For lack of commenting rights, but merely intended as a comment to user568458's most excellent answer:
What he describes (first, you saying something in MSA, then receiving an answer in the local dialect) can sure happen a lot. To me, it happened much more often that first I got a blank stare, then a loud laugh, then the next thing I know, the person I was trying to talk to calls their friends while I'm still wondering whether I was being laughed at. Then the next think you know you're being paraded around as the guy from Germany (Soccer! Mercedes! BMW!) who speaks "better Arabic than you guys do".
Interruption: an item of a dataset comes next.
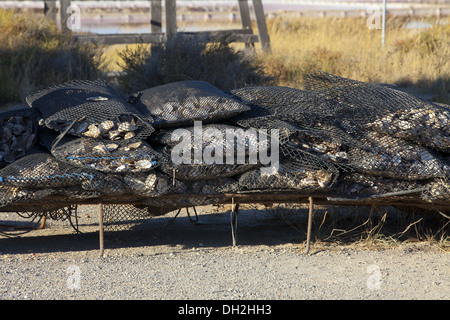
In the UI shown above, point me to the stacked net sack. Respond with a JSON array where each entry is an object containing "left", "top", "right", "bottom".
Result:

If I was allowed one wish, it would be to travel back in time to the first day of my Bachelor's in Arabic Studies and to have the strength to ditch all those Professors' advice and start with a dialect (preferably Syrian Arabic and more precisely the one spoken in and around Damascus). Syrian Arabic specifically because of all the native speakers of it that are now in Europe but also because there's an excellent textbook for it now (at least in German - please do tell if you know of a good English one).
Teaching any but the most skilled, talented, and driven students of Arabic the high language first can only serve to hamper their progress permanently and profoundly. Personally, I've gotten better at some of the dialects since, but as soon as the situation gets challenging socially or emotionally, I will forever fall back into MSA patterns - often preventing the communication as such from succeeding. Either because people start drifting off-topic, instead making the language itself the new topic again (which takes a lot of energy to reverse and keep it so) or, much worse, because people start feeling talked-down to.
On top of all that, unless you learn to understand at least some of the (often undocumented) grammar, vocabulary, melody and syntax of your conversation partner's dialect, you'll be forced to keep guessing your way through what they're trying to tell you based on the words you do understand. This effect can be more or less pronounced.
For example:
- At university (or wherever) you've learned to ask or be asked "أَيْنَ أَنْتَِ تَذْهَبِْ\ينَ؟" ("Where are you headed", ayna anta/anti tadhhab/eena, a phrase that once had me be the target of being made fun at for days by a General of one of the Gulf countries' domestic intelligence services, but that's a story for another day and place).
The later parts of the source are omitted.